Largos minutos habían pasado sin
darme cuenta y yo permanecía sentado en esa silla tan extraña por su tamaño
inusual y su forma tan caprichosa; sin embargo, aquel mueble podía adaptarse al
cuerpo del paciente y a la altura requerida del profesional para que pudiera
trabajar cómodamente. Este articulado asiento inclusive tenía un pequeño pero cómodo
descanso superior bastante acolchado donde reposar la cabeza; mientras la otra
parte de aquel equipo metálico que era más alta y compleja, estaba frente a mí,
dispuesta en una mezcla de brazos hechos con tubos cuadrados colocados en
ángulo, fijos a una base central de donde también partían una serie de medianas
bandejas full pinzas, ganchos y alicates, así como una infinidad de delgadas
mangueritas, ya sea para horadar manualmente con sus puntas metálicas dentro de
las piezas dentales, secar la saliva o bien para prepararlas antes de aplicar
alguna pasta o resina.
Solo la presencia de unos
inmensos ojos negros y los aleteos de esas largas y hermosas pestañas parecían
tener vida, pues con cada vuelo que partía a cinco cm. de mi rostro me conducía
a latitudes etéreas.
Únicamente, de rato en rato,
podía levantar la cabeza para escupir en un ovalado depósito de vidrio y
enjuagarme la boca; mientras, una cabeza rectangular y amenazante lanzaba
chorros interminables de luz que iban hasta la úvula; pero, ahora me clavaba
inclemente sus cuatro ojos luminosos y así permanecía hora tras hora, cual
amenazadora y delgada víbora de reluciente metal.

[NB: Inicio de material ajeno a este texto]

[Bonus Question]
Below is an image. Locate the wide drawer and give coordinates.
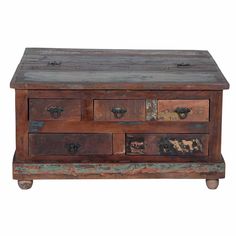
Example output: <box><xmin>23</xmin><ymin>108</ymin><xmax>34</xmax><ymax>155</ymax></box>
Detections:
<box><xmin>29</xmin><ymin>133</ymin><xmax>112</xmax><ymax>156</ymax></box>
<box><xmin>94</xmin><ymin>99</ymin><xmax>145</xmax><ymax>121</ymax></box>
<box><xmin>125</xmin><ymin>134</ymin><xmax>208</xmax><ymax>156</ymax></box>
<box><xmin>29</xmin><ymin>99</ymin><xmax>81</xmax><ymax>121</ymax></box>
<box><xmin>157</xmin><ymin>100</ymin><xmax>209</xmax><ymax>122</ymax></box>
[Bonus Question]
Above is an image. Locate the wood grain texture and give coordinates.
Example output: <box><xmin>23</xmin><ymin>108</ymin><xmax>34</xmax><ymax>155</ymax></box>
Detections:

Y luego, para colmo, llegaron esas
delicadas manitas iniciales transformadas en feroces garras que me separaban
violentamente mis pobres fauces como si fuera a revisar los últimos dientes a
un cocodrilo con caries… Tantas veces hizo la misma operación, hasta conseguir
que mi mandíbula inferior adquiriese automáticamente un maldito calambre que me
mantuvo por dos horas con el tren inferior atorado; y lo peor, que dicha
tirantez iba trepando ferozmente camino a la nuca, el cuello y los hombros;
mientras tanto, ella, mi doctorita, seguía impasible, atacando con un infernal
gancho en la mano izquierda y con una rodilla apoyada en mi pecho para sacar la
hipodérmica con la derecha; pero ella seguía jovial, indiferente; hasta parecía
alegre porque seguía musitando la misma melodía una y otra vez.
-A ver, papito, ¡enjuáguese su boquita y escupa las dos muelas que le
he sacado!
-¡Cómo, ¿tan rápido y sin sentirlo, doctorita?! ¡Qué manos tan divinas!
-Otro ratito más y procedemos con la endodoncia… Vamos a quitar las
caries de la muela del juicio con la mayor suavidad…posible. ¡No creo que le
vaya a doler nada! Además, yo sé que usted es bien machito… así que ¡Abra su boquita!
Y aguante un poquito más.
De pronto, dentro del reducido
ambiente, reventó una feroz explosión que hizo temblar estrepitosamente los
ventanales y la puerta de vidrio; inclusive pude ver angustiosamente que
algunos instrumentos colocados en la bandeja de servicio empezaron a temblar
furiosamente, para caer uno tras otro.
–Es mi maldita imaginación, dije. Sin inmutarse, ella seguía tarareando su
musiquita y a la vez, metiendo el taladro muy animadamente con ambas manos para
preparar la pieza afectada, como si aquel tembloroso estruendo no existiera.
Pero al instante, el terremoto iba en creciente aumento hasta volverse
insoportable y aquel consultorio entero temblaba de cabo a rabo, haciendo que
algunos instrumentos, frascos y botellas cayeran violentamente al piso,
aumentando mi desesperación. La musiquita continuaba impávida entre sus
dientes, mientras una forzada sonrisa se quería dibujar en su rostro:
-¡Solo es cuestión de cuatro o cinco minutitos más! Y se cayó una
imagen del Señor de la Sentencia.
Me paré atropelladamente como
pude a pesar que no sentía mis piernas y traté de salir volando de aquel
infierno dado en el segundo piso. Creo que, para ello, tuve que empujar a la
doctorita, quien seguía musitando indolente; más creo que bajé las cincuenta
gradas de dos trancos y por fin, aliviado, pude ganar la calle.
Apenas estuve en la puerta que
daba a la calle, pude descubrir a dos recios obreros fieramente empeñados en
reventar las veredas, tomando ambos brazos aquellos inmensos taladros
eléctricos que rompían los tímpanos y hacían temblar a toda la cuadra.